The intersection of identities in relation to power structures influences:
- Access to technology
- Representation in digital spaces
- Ability to engage in digital discourse
Identity and literacy practices are not one-size-fits-all.
These intersections are further examined through lenses including:
- Socioemotional learning (Beard et al., 2021)
- Critical race theory in education (Ladson-Billings & Tate, 1995)
- Racial literacy (Skerrett, 2011)
- Anti-racist perspectives (Kohli et al., 2017)
Key Terms for Research (Glossary)
Access
The ability and opportunity to obtain, retrieve, and engage with information and resources. Access encompasses physical and digital means, including technological infrastructure. Access is fundamental to equitable participation—enabling critical engagement with diverse sources.
Mode
The distinct channels, formats, or mediums through which information is transmitted: textual, visual, auditory, interactive. Understanding modes involves recognizing how different communication strategies impact meaning-making.
Medium
The specific tools, platforms, and technologies used to transmit information—print, broadcast, digital, interactive. Understanding mediums means recognizing characteristics and affordances of different technologies.
Affordances
The inherent capabilities and potential actions that technologies offer. Affordances shape individuals' abilities to navigate, interpret, and create content. Critical literacy includes recognizing both what platforms enable and constrain.
Attention
The cognitive focus individuals allocate to information stimuli. In the attention economy, driven by algorithms and personalized delivery, understanding how attention is captured and directed is essential for critical literacy.
Porosity
The degree of openness between information environments, allowing fluid exchange of ideas across platforms and contexts. Porosity reflects how individuals traverse multiple sources and cultural contexts.
Bridging the Situated and the Structural
Understanding literacy and anti-racism as situated practices means recognizing that place matters—not just physical places, but digital, institutional, and ideological spaces.
This perspective pushes educators and activists to move beyond skill-building to interrogating the environments that shape how knowledge, power, and identity function in society.

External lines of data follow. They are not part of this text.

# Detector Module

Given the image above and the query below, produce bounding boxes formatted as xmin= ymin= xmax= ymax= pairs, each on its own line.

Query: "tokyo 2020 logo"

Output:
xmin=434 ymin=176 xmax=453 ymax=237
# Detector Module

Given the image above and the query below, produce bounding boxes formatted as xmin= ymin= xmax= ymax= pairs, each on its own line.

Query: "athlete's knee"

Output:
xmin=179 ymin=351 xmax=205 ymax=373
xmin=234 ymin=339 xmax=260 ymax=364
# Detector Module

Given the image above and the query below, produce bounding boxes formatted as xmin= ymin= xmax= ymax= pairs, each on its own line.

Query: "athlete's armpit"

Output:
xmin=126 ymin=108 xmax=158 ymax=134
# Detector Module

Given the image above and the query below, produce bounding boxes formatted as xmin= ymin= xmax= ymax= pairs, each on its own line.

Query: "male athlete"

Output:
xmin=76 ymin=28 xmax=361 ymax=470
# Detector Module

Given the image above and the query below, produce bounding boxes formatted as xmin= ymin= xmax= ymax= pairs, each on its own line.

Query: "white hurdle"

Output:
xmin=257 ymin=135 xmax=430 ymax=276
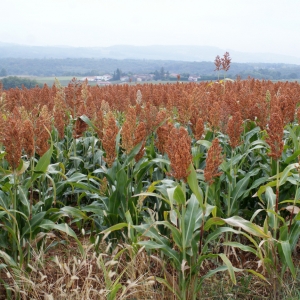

What This Means for Practice
- Digital literacy education is not static—it's a continually evolving set of competencies requiring lifelong learning
- Just as anti-racism is ongoing process rather than final destination, digital literacy requires persistent inquiry, adaptation, and capacity-building
- What it means to be digitally literate today may look vastly different in a few years
Open Questions
- How do we teach situated literacy practices without reducing them to decontextualized skills?
- How do platform architectures constrain or enable anti-racist practice?
- What does it mean to be "literate" in spaces governed by algorithms we cannot see?
- How do we prepare learners for literacies that don't yet exist?
Key Formulations (Preserve These)
"Literacy is not a neutral, universal skill but a social practice embedded in specific cultural, historical, and institutional contexts."
"What counts as 'being literate' depends on the where."
"The same digital tool can serve as both a site of racial harassment and a platform for social justice activism, depending on the context."
"Understanding literacy and anti-racism as situated practices means recognizing that place matters—not just physical places, but digital, institutional, and ideological spaces."
"Identity and literacy practices are not one-size-fits-all."